Вообще около середины XIII столетия в положении крестьян наступил решительный поворот к лучшему; подготовили его крестовые походы. Многие феодалы, отправляясь в поход, прямо отпускали крестьян на свободу. Другие умерли, погибли; сотни дворянских родов исчезли, и их крестьяне тоже часто добивались свободы. К тому же с ростом потребностей феодалов гораздо важнее для последних становилось право распоряжения повинностями крестьян, чем их личностью. Крепостное право раннего средневековья, сохранившее в себе еще много черт древнего рабства, предоставляло господину права, которые все больше и больше теряли свою ценность; постепенно оно стало ослабевать, и положение крепостных приблизилось к простой зависимости. Так как способ обработки земли оставался таким же, как и раньше, то увеличения доходов владельцам имений можно было добиться только поднятием целины, основанием новых деревень. Но это было достижимо только при помощи полюбовного соглашения с колонистами — все равно, принадлежали ли они к имению или пришли со стороны. Поэтому мы всюду видим в это время твердо установленные, большей частью умеренные крестьянские повинности и хорошее обращение с крестьянами, особенно во владениях духовенства. И, наконец, благоприятное положение вновь привлеченных колонистов оказывало со своей стороны влияние на условия жизни соседних зависимых крестьян, так что и они во всей Северной Германии, продолжая выполнять свои повинности в пользу помещиков, получили, однако, личную свободу. Только славянские и литовско-прусские крестьяне оставались несвободными. Однако все это не могло долго продолжаться.

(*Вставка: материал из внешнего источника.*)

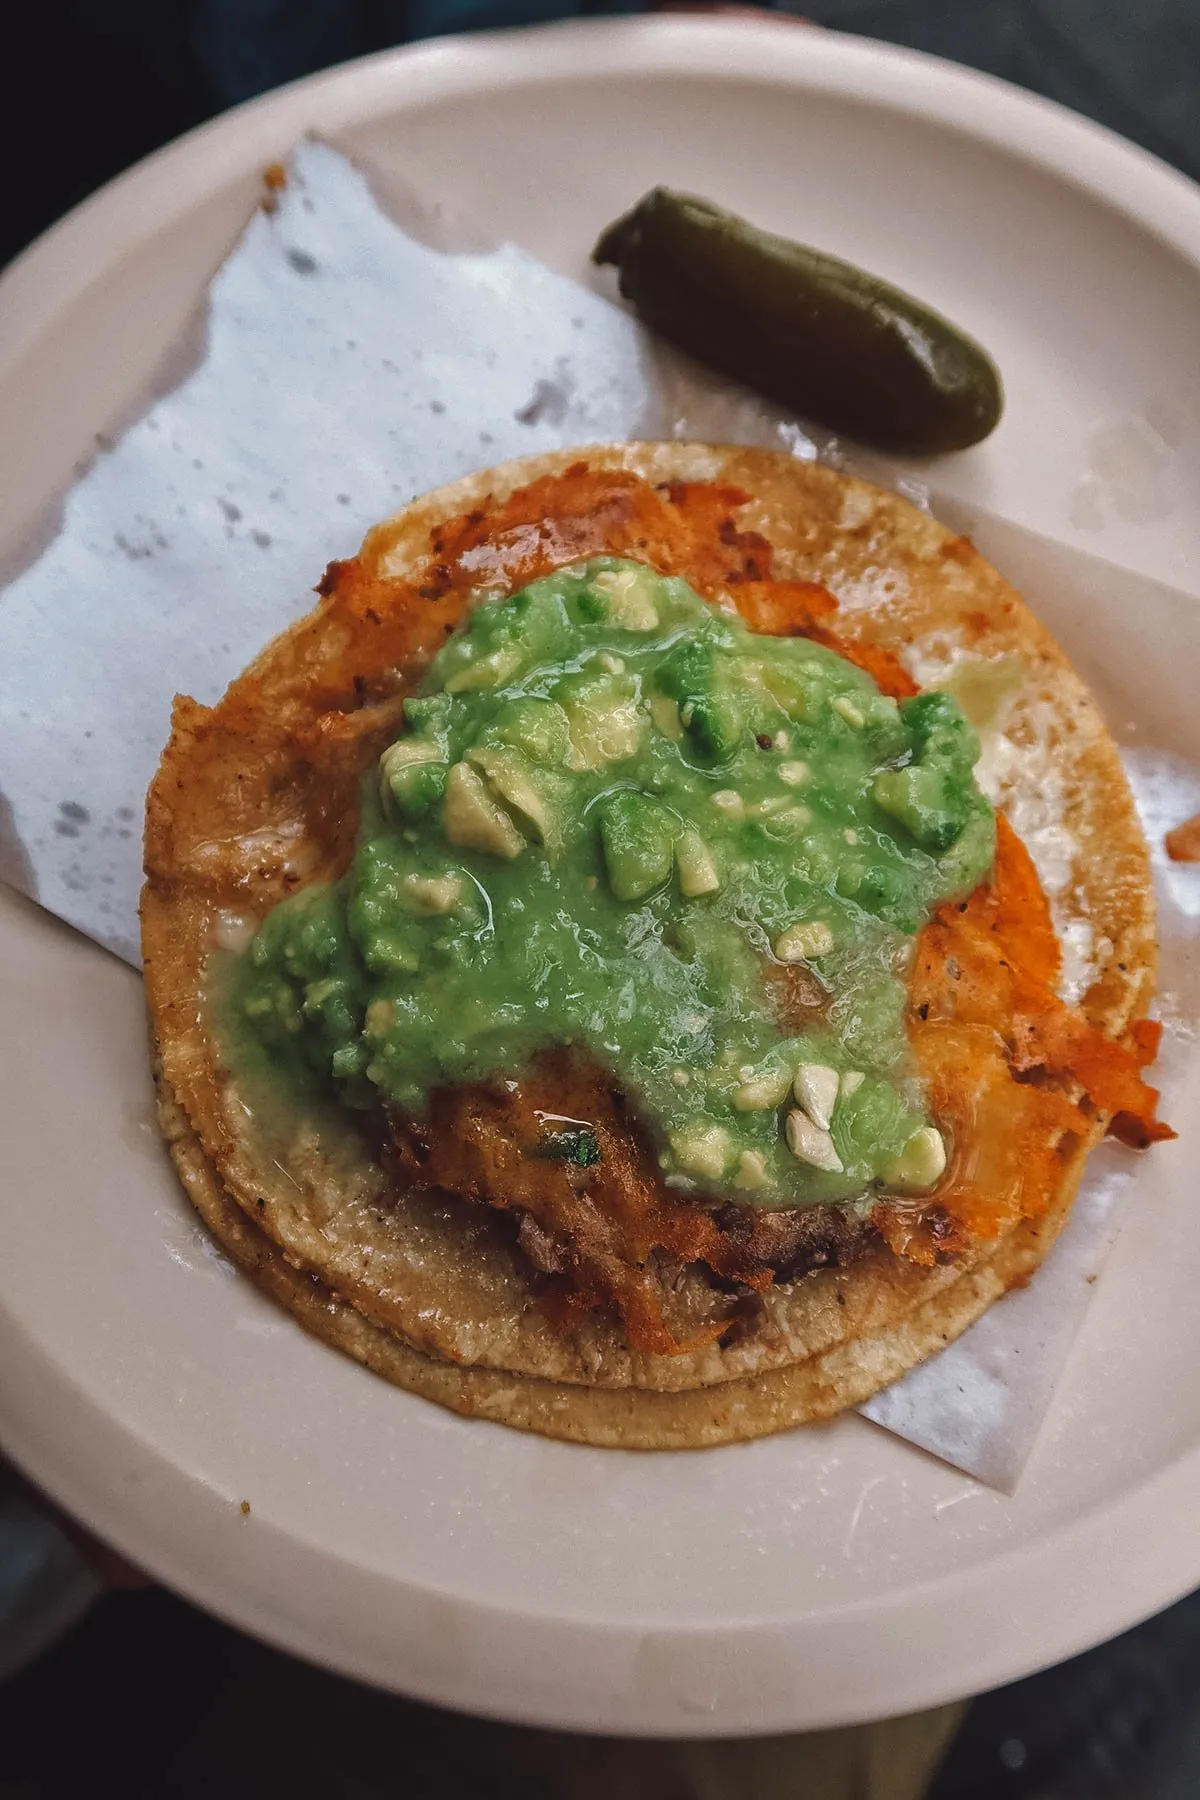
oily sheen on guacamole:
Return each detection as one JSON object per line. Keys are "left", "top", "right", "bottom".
{"left": 234, "top": 559, "right": 994, "bottom": 1209}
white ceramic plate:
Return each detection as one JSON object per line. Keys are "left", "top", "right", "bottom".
{"left": 1, "top": 18, "right": 1199, "bottom": 1736}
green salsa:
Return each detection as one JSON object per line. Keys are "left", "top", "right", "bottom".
{"left": 234, "top": 560, "right": 994, "bottom": 1208}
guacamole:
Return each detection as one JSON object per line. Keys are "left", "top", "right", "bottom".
{"left": 234, "top": 560, "right": 994, "bottom": 1208}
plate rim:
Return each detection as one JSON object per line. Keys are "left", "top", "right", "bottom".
{"left": 2, "top": 16, "right": 1200, "bottom": 1735}
{"left": 6, "top": 16, "right": 1200, "bottom": 359}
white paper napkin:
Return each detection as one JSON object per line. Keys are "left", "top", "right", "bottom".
{"left": 0, "top": 141, "right": 656, "bottom": 959}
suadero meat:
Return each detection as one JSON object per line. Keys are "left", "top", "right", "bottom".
{"left": 387, "top": 1054, "right": 871, "bottom": 1358}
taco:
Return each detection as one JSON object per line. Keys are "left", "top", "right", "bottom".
{"left": 142, "top": 444, "right": 1171, "bottom": 1447}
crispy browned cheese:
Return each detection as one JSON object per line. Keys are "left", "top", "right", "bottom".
{"left": 143, "top": 444, "right": 1170, "bottom": 1445}
{"left": 1166, "top": 812, "right": 1200, "bottom": 863}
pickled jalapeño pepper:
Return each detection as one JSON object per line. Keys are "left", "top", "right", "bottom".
{"left": 593, "top": 189, "right": 1003, "bottom": 457}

В XIV и XV столетиях происходит быстрый подъем городов и рост их богатств. Особенно отличались расцветом своей художественной промышленности и своей роскошью города в Южной Германии и на. Рейне. Роскошная жизнь городских патрициев не давала покоя поместному дворянству, которое питалось грубой пищей, одевалось в грубую одежду и должно было довольствоваться неуклюжей мебелью. Но откуда взять красивые вещи? Разбой на большой дороге становился все опаснее и безуспешнее. Для покупки же нужны были деньги. А их мог доставлять только крестьянин. Отсюда — новый нажим на крестьян, увеличение оброков и барщины, возобновившееся и все растущее стремление превратить свободных крестьян в зависимых, зависимых в крепостных, а общую землю марки в господскую землю. В этом князьям и дворянам помогали юристы, изучившие римское право, которые своим применением норм римского права к германским отношениям, большей частью не понятым ими, сумели создать безграничную путаницу, и притом такую, что благодаря ей господин всегда был в выигрыше, а крестьянин постоянно в проигрыше. Духовные владыки поступали проще: они подделывали документы, в которых права крестьян урезывались, а обязанности увеличивались. На это хищничество князей, дворян и попов крестьяне стали с конца XV столетия отвечать частыми разрозненными восстаниями, пока в 1525 г. Великая крестьянская война не охватила Швабию, Баварию, Франконию и не распространилась также на Эльзас, Пфальц, Рейнгау и Тюрингию. Крестьяне были побеждены после ожесточенной борьбы. С этого времени возобновляется всеобщее преобладание крепостной зависимости среди немецких крестьян. В тех местностях, где бушевала война, все сохранившиеся еще права крестьян были теперь беззастенчиво попраны, их общинная земля была превращена в господскую, а сами они в крепостных. А северогерманские крестьяне — в награду за то, что они, живя в лучших условиях, оставались спокойными — подверглись, хотя и не сразу, такому же гнету. Крепостное право для немецких крестьян в Восточной Пруссии, Померании, Бранденбурге, Силезии утвердилось с середины, а в Шлезвиг-Гольштейне — с конца XVI столетия и все больше приобретало характер всеобщего закабаления крестьян.